A l'article 72 bis (justificatifs de revenus devant être présentés par la personne convoquée devant le tribunal correctionnel), la commission a adopté un amendement supprimant cet article, par coordination avec un amendement précédent.

Après l'article 73, elle a adopté un amendement tendant à insérer un article additionnel afin de préciser que la contrainte judiciaire peut être exécutée dans tout établissement pénitentiaire.
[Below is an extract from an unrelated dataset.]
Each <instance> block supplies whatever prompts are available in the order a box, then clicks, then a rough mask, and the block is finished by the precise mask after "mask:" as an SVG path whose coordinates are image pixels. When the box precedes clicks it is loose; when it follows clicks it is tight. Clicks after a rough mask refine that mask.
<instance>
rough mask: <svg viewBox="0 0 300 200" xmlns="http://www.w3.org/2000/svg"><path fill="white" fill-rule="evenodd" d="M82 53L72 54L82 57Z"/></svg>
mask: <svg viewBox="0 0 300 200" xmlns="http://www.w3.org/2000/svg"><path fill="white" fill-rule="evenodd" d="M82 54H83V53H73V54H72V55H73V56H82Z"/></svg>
A l'article 81 quater (entrée en vigueur des règles relatives au mandat d'arrêt européen), la commission a adopté un amendement de clarification rédactionnelle.

A l'article 81 quinquies (entrée en vigueur différée de certaines dispositions relatives à l'application des peines), la commission a adopté un amendement de coordination.

Après l'article 82, elle a adopté un amendement tendant à insérer un article additionnel afin de prévoir l'application outre-mer des dispositions transitoires du projet de loi.

La commission a enfin rappelé pour coordination les articles 85, 86, 87 (application outre-mer des dispositions relatives aux échanges d'informations entre les maires et les parquets) adoptés dans les mêmes termes par les deux assemblées et a adopté trois amendements de coordination avec les dispositions de l'article 24 du projet de loi.

Enfin, la commission a adopté le projet de loi ainsi modifié.